Все входы в огромное здание оказались закрыты.

Нат спросил:

 Неужели нигде нет ни одного сторожа? Ни одного охранника?

 В обычный день,  сказал Гиддингс,  тут кишмя кишит от рабочих. Вы это прекрасно знаете. И никто, кому здесь нечего делать

 Ну, не знаю, ответил Нат. Об этом он уже подумал.  Раньше мне это не приходило в голову, но на такой гигантской стройке, где ошивается столько людей  он покачал головой. На несколько секунд замолчал и уставился на арочное перекрытие вестибюля.  Да, об этом я никогда еще не думал,  наконец сказал он и снова посмотрел на Гиддингса:Понимаете?

Гиддингс медленно покачал головой:

 Я вообще не понимаю, о чем вы.

Нат не торопился с ответом:

 Мы ведь проектируем здание так, чтобы облегчить доступ туда людей.

 Ну и что?

 И,  продолжал Нат,  Башня, по сути, беззащитна.

 Перед чем?

Нат развел руками:

 Перед всем. Перед кем угодно.

Глава III11.1011.24

Ездить в бесшумных лифтах было для Джона Коннорса занятием интересным и почти радостным: его всегда привлекали бесшумно работающие механизмы. А если его будут искать, а рано или поздно начнут, тогда вся эта езда с пересадками и отсыланием пустых кабин то вверх, то вниз по множеству шахт, пожалуй, наилучший способ сбить со следа погоню.

Обычно он хорошо ориентировался в Башне,  то есть в обычный рабочий день. Но понятия не имел, как будет выглядеть здание, когда он окажется в нем, живом и дышащем, совсем один.

Когда в нем никого не было, здание стало похожим на собортолько еще более впечатляющим. Он попытался подобрать сравнение.

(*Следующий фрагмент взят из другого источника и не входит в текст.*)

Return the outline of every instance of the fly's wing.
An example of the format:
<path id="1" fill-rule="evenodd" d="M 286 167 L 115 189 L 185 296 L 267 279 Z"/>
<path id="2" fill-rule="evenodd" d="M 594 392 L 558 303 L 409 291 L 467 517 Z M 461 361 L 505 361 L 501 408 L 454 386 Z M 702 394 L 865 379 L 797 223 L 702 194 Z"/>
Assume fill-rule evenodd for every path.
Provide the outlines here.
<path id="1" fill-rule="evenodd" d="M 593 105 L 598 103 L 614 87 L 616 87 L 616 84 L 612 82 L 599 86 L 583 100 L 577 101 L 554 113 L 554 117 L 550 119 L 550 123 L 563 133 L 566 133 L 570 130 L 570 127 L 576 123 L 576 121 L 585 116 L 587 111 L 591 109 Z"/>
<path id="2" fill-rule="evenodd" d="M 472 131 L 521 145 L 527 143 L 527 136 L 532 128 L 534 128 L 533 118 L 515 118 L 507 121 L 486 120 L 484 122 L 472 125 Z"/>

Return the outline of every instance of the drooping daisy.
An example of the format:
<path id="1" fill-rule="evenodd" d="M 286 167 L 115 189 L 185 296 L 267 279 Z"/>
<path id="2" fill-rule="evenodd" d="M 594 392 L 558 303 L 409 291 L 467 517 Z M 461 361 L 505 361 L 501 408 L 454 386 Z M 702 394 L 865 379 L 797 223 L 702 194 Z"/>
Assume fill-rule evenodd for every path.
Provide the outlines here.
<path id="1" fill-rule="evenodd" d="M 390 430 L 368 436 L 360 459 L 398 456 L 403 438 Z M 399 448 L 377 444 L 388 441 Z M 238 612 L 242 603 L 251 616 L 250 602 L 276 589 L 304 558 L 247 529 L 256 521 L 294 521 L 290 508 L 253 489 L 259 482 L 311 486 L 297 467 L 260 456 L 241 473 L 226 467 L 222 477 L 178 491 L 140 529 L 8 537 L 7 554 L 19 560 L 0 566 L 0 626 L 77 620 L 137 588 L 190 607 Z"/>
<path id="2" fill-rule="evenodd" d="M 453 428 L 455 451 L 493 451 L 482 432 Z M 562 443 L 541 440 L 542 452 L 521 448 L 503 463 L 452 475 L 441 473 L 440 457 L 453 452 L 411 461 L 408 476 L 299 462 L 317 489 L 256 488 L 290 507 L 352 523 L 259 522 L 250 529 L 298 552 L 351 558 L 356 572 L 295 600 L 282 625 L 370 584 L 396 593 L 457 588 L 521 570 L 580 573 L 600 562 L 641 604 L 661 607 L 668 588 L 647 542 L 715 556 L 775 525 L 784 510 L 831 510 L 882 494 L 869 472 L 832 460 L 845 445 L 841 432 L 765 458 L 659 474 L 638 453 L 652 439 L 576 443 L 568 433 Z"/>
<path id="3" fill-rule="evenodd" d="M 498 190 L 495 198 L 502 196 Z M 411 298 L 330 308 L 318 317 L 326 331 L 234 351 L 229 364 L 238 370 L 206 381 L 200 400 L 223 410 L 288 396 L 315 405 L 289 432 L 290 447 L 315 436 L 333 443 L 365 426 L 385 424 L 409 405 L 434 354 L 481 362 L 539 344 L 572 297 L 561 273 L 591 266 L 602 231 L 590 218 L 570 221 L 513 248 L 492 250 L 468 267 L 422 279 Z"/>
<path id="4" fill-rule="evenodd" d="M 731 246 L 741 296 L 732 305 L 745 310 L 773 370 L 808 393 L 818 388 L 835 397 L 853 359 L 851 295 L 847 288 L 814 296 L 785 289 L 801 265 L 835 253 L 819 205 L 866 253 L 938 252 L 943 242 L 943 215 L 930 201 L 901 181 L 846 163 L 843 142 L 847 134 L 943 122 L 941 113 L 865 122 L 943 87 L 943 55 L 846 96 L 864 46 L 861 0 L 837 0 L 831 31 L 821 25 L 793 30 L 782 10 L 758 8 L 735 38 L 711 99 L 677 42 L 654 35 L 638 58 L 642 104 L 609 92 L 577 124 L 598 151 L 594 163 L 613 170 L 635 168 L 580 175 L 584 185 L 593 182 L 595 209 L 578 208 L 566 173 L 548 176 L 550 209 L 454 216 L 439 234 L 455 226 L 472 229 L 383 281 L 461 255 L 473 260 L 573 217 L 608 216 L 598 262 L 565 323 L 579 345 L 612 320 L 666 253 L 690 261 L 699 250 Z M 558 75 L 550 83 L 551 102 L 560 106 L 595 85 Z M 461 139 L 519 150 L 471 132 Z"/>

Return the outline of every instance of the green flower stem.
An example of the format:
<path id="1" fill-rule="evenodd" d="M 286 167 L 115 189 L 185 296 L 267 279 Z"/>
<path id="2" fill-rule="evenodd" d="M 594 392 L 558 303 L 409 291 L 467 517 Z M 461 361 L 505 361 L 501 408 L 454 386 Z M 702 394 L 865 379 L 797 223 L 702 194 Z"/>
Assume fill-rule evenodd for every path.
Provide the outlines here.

«Представь пустой Янки-стадион»,  сказал он себе. Слышать, как в коридорах раздаются только твои шаги, видеть сквозь бесконечные ряды окон мир под собой, видеть бескрайний горизонт, понимать, что другого случая совершить задуманное не будет, это было словно возносить молитвы Господу, снова и снова, и сохранить в душе тишину и ожидание чего-то великого.

Когда-то где-то он слышал, наверное на митинге, точно не помнил, но эта фраза запала ему в душу: «Всего несколько решительных людей могут повернуть колесо истории». Это ему понравилось. Звучало очень здорово. Решительные люди Герои. Это как угнать самолет и выйти сухим из воды. Это как захватить заложников в Олимпийской деревне. Несколько решительных людей. Или всего один. Тогда все будут его слушать. Разгуливать по лестницам, таская за собой сумку с инструментом, ездить в лифтах и ждатьэто как прогулка в Луна-парке.

Здесь все дело в электричестве. Электричество в наше времяключ ко всему. Он вспомнил, как несколько лет назад произошла авария в линии высокого напряжения, и как все, абсолютно все, сразу встало, и как некоторые люди даже подумали, что наступил конец света. Не все, разумеется; раз день в день через девять месяцев во всех родильных домах города начался ажиотаж, значит, некоторые сумели использовать затемнение в своих интересах. Но прежде всего возникла паника, и вот на это и надо рассчитывать.

Коннорс не имел ни электротехнического образования, ни опыта электромонтера, хотя и сумел втереть очки тому черному фараону, но все-таки он когда-то работал в этом здании и знал в общих чертах, как организовано распределение электроэнергии.

На каждом техническом этаже есть так называемый кабельный отсек, и Коннорс при случае улучил несколько минут, чтобы понаблюдать за работой людей из электротехнической фирмы, когда те снимали с кабелей экраны из проволочной плетенки и пластмассовую изоляцию, чтобы подобраться к тем толстым жилам внутри, по которым течет ток.

Он знал, что с помощью понижающих трансформаторов с каждого технического этажа необходимое количество электроэнергии подается в соответствующую вертикальную секцию здания и что там же проходят на следующие технические этажи кабели высокого напряжения, поступающего с соседней электростанции. Как велико это напряжение, он понятия не имел, но думал, что оно достаточно велико, может быть, даже и пятьсот вольт, иначе, зачем бы его понижать?

Его первой мыслью было уничтожить электротехническое оборудование, обслуживающее верхние этажи Башни и тем самым изолировать верхний салон, где будет проходить прием. В его сумке с инструментом лежал восемнадцатидюймовый ломик и немного украденной пластической взрывчатки, которыми, как он думал, сумеет наделать столько дел, что по всей Башне искры полетят, как на 4 июля.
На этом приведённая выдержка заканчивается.